The Attempt at a Solution
Looking at the problem, I see it wants the initial velocity, which would be the same as the initial velocity in the x-direction because the arrow is shot parallel to the ground, there is no y-component of velocity. I have a Δx (65.3 m), but no time.
I decide to use the equation I listed for the motion in the y-direction, but realize I need an initial distance in the y-direction (height).
Here's where I'm not quite sure if my method works. I draw a triangle having an angle of 2° like given in the problem and an adjacent side of 65.3 m. I use tan(2°) = opposite/65.3
From that I get an inital height of 2.28 m, which seems a bit high but reasonable.
Now I use
Yf = Yi + Vyit + 1/2(ay)t2
Yf = 0 m ; Yi = 2.28 m ; Vyi = 0 m/s (arrow was shot parallel to the ground) ; ay = -9.8 m/s2
-4.9t2 + 2.28 = 0
t = .682 s Seems reasonable.
Now I use Vx = (Δx/t) to find the initial velocity in the x-direction.
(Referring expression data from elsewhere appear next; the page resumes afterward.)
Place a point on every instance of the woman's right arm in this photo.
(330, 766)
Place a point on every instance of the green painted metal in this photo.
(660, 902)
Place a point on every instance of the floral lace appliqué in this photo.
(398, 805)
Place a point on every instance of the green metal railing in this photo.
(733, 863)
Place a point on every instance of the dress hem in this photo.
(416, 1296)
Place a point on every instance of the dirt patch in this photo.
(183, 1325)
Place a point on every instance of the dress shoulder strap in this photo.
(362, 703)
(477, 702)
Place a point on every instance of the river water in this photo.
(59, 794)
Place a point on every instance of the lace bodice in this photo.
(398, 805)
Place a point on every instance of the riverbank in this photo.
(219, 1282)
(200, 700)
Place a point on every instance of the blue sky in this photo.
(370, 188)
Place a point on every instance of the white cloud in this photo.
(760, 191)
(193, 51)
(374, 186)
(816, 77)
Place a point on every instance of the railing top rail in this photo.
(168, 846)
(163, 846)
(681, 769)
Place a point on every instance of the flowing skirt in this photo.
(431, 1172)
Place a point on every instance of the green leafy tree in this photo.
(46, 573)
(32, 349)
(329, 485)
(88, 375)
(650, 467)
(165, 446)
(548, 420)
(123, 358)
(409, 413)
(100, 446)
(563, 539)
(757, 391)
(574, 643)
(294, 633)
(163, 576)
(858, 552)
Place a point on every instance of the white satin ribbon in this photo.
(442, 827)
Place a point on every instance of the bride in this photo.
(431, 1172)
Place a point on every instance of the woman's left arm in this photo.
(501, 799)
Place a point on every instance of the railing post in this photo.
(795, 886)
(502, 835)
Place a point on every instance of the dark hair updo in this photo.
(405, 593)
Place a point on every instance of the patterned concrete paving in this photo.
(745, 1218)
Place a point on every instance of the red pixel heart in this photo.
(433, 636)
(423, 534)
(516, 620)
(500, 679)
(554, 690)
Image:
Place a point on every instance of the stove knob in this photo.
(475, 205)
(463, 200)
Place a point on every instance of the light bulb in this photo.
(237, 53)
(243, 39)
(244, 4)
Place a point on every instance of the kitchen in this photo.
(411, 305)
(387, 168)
Vx = (65.3/.682) = 95.75 m/s
However, my online homework site tells me it's incorrect. I feel that 95.75 m/s is a reasonable speed for an arrow. That's around 200 miles per hour isn't it?
I think my usage of tangent was probably incorrect but it was the only way I could make any progress on the problem.
Any hints or a push in the right direction would be greatly appreciated!
Thanks guys :)